South Carolina Senator Lindsey Graham adopted a largely legalistic defense of the president’s conduct over the weekend. He dismissed the Ukraine scandal as the product of “hearsay” by the unnamed whistleblower, who admitted in their complaint that they didn’t personally witness the fateful Zelenskiy call or some of the other events they describe. “This seems to me like a political setup,” he claimed on CBS’ Face the Nation. “It’s all hearsay. You can’t get a parking ticket conviction based on hearsay. The whistleblower didn’t hear the phone call.” Again, this argument would carry more water if the White House hadn’t released the memo showing Trump soliciting Ukrainian help against the Biden family.

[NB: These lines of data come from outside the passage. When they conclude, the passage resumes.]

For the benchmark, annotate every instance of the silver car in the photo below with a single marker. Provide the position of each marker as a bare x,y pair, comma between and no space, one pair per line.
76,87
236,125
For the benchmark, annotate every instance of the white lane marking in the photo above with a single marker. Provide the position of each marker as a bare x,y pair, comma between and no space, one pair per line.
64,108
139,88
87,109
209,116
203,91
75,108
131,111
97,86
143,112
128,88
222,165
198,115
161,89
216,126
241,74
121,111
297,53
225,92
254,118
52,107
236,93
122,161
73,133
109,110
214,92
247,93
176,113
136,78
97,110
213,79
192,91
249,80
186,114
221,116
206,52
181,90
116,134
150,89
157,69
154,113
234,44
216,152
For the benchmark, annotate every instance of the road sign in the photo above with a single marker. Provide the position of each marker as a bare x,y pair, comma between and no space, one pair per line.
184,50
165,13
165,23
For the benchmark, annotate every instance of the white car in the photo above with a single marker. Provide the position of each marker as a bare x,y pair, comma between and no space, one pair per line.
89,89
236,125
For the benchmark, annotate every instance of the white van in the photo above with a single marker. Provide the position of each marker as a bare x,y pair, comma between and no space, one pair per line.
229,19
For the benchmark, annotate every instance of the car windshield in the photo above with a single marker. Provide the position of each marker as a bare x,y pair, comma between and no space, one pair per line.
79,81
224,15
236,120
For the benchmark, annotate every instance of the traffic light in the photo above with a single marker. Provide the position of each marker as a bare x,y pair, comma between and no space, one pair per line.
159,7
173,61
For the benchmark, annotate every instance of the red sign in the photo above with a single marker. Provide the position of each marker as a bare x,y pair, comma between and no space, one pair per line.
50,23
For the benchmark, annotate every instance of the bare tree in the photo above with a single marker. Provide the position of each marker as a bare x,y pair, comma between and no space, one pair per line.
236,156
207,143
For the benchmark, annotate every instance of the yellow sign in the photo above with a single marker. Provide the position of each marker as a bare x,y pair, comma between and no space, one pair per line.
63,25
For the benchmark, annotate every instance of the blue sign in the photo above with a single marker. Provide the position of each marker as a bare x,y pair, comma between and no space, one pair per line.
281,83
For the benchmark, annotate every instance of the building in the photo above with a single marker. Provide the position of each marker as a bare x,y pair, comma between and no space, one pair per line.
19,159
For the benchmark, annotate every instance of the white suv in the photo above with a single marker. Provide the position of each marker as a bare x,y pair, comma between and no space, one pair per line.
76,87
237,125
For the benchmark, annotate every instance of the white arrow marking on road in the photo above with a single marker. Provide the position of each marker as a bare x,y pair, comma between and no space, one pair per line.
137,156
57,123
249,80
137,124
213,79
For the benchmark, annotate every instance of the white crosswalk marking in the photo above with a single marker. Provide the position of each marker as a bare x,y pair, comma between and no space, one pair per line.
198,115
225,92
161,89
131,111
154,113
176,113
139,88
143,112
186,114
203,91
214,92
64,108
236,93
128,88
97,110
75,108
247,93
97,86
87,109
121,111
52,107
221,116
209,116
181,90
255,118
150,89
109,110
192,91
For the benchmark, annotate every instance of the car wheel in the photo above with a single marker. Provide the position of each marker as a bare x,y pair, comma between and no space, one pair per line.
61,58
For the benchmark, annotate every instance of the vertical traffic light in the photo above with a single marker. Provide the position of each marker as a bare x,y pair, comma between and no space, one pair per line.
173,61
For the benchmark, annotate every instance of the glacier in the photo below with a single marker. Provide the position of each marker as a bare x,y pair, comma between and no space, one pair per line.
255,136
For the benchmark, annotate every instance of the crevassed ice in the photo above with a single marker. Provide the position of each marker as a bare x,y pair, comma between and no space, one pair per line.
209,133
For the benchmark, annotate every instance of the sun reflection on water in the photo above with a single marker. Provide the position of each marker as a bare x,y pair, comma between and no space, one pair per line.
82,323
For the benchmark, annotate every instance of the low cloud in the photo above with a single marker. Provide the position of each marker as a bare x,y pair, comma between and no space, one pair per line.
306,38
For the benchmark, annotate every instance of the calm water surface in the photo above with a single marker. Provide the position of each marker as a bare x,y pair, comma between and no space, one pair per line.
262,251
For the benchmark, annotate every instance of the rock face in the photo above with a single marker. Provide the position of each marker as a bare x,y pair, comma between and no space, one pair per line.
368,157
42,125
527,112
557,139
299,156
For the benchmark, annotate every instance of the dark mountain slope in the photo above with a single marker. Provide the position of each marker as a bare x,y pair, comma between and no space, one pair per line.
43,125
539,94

And then there’s Rudy Giuliani, Trump’s personal legal fixer and a man who apparently can’t turn down a media request. He helped push House members toward an impeachment inquiry earlier this month by telling CNN’s Chris Cuomo that he had personally urged Ukrainian officials to investigate Biden’s family (and he admitted this only seconds after denying it). Those missteps don’t seem to have deterred him from giving other bizarre interviews to reporters. “It is impossible that the whistle-blower is a hero and I’m not,” he fumed at The Atlantic’s Elaina Plott in a phone call last week. “And I will be the hero! These morons—when this is over, I will be the hero.”

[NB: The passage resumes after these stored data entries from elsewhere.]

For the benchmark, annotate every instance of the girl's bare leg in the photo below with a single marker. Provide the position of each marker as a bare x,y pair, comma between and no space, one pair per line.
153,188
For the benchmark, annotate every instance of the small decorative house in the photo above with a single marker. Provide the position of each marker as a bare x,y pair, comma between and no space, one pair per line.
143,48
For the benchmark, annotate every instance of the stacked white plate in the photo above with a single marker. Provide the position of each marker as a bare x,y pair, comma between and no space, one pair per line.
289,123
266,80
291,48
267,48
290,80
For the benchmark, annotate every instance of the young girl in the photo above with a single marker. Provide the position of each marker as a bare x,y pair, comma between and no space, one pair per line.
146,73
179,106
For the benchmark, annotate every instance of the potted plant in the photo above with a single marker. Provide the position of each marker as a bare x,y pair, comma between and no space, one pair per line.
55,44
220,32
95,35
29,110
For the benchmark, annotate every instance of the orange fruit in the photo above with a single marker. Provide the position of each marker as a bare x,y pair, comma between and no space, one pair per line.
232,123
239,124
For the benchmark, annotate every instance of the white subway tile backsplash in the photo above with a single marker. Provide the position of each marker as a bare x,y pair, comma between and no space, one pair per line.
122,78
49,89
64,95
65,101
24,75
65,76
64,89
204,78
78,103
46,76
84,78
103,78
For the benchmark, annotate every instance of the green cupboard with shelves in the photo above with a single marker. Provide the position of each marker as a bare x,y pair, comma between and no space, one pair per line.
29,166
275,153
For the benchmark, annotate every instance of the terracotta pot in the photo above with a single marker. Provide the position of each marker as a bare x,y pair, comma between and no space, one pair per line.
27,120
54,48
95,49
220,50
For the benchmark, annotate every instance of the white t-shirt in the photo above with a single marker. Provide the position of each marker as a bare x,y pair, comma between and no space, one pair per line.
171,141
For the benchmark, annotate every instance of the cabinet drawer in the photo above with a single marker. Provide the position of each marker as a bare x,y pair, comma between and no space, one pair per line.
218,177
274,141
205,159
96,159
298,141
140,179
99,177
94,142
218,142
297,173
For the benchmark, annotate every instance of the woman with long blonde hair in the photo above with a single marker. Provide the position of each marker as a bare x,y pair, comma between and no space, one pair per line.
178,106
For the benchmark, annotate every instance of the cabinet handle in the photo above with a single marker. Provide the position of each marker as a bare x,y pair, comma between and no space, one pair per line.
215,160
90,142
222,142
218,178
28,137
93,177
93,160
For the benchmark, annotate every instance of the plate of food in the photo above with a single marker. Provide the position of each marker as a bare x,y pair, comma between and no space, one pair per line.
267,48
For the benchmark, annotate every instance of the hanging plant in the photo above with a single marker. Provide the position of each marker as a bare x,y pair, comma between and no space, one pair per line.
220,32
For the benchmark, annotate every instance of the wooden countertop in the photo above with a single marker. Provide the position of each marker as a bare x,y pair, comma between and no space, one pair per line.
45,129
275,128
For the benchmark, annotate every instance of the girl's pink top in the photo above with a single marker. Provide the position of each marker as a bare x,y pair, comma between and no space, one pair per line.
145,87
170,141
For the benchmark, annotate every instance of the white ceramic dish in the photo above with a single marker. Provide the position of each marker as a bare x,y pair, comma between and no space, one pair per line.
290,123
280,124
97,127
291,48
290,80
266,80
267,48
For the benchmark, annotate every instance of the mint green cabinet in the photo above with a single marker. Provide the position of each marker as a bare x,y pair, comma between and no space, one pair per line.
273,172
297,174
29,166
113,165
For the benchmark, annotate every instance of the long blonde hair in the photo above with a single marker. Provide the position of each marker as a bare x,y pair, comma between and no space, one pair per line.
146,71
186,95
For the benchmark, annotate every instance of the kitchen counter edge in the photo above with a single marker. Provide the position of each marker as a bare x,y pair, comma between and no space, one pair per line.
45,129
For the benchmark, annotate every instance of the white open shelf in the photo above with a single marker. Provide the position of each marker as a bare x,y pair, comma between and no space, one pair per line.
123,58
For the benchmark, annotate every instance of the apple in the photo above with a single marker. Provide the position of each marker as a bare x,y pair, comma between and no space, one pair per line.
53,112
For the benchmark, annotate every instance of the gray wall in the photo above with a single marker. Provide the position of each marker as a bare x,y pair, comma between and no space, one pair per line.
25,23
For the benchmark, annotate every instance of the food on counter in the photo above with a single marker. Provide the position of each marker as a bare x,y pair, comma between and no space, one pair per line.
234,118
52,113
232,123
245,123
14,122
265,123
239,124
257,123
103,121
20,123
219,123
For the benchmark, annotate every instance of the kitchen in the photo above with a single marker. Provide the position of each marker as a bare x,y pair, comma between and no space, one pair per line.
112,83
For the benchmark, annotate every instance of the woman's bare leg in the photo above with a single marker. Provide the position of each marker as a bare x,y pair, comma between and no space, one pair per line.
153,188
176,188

There’s a counterintuitive school of thought that, on some subconscious level, Trump actually wants to be impeached—or at least that he stands to politically gain from it. His behavior over the weekend fatally undercut that argument. Trump’s Twitter feed glowed with an incandescent rage that only his deep sense of personal victimhood can sustain. He lashed out at Fox News correspondent Ed Henry on Sunday morning for questioning whether it was okay for Trump to ask the Ukrainian government for dirt on Biden. He questioned whether California Representative Adam Schiff, the Democrat leading the House impeachment efforts, should be arrested for “treason.” And he approvingly quoted a supporter who warned that impeaching Trump could lead to “civil war.”

It goes without saying that these rants don’t amount to an affirmative case for the Senate to acquit him if they get the chance. Trump’s complaints about the whistleblower ring hollow when the White House’s own memo proved the central accusation right. What’s more, his implicit threats of violence against his opponents seem to be alienating more supporters than they might rally. “I have visited nations ravaged by civil war,” Illinois Representative Adam Kinzinger, who represents a staunchly Republican district, wrote on Twitter on Sunday night. “I have never imagined such a quote to be repeated by a President. This is beyond repugnant.”

There are echoes here of Trumpworld’s response to the Russia investigation: obfuscate and deny the president’s wrongdoing, shift the blame onto Democrats and the investigators, and claim Trump is being set up by some nefarious shadow group that seeks to overturn the 2016 election. That playbook has its limits for the Ukraine scandal, though. The Russia investigation was, at its core, a search for the truth. How extensive were Moscow’s efforts to interfere in the Russian election? Did the president conspire with the Russian government to sabotage Clinton? Special counsel Robert Mueller did not find a smoking gun on the collusion question, though he documented multiple efforts by Trump’s associates to stop him from looking for one.

With Ukraine, Americans already have the smoking gun: a memo documenting Trump’s efforts to pressure Zelenskiy into investigating the Bidens on spurious grounds. That memo wasn’t leaked to The Washington Post or The New York Times by the deep state; it was released by the White House itself in a baffling attempt at damage control. And far from disproving the whistleblower’s complaint, it only confirms that they got the central allegations correct. The question this time isn’t “What happened?” but “What are we going to do about it?” Only the Democrats have a clear answer to that question.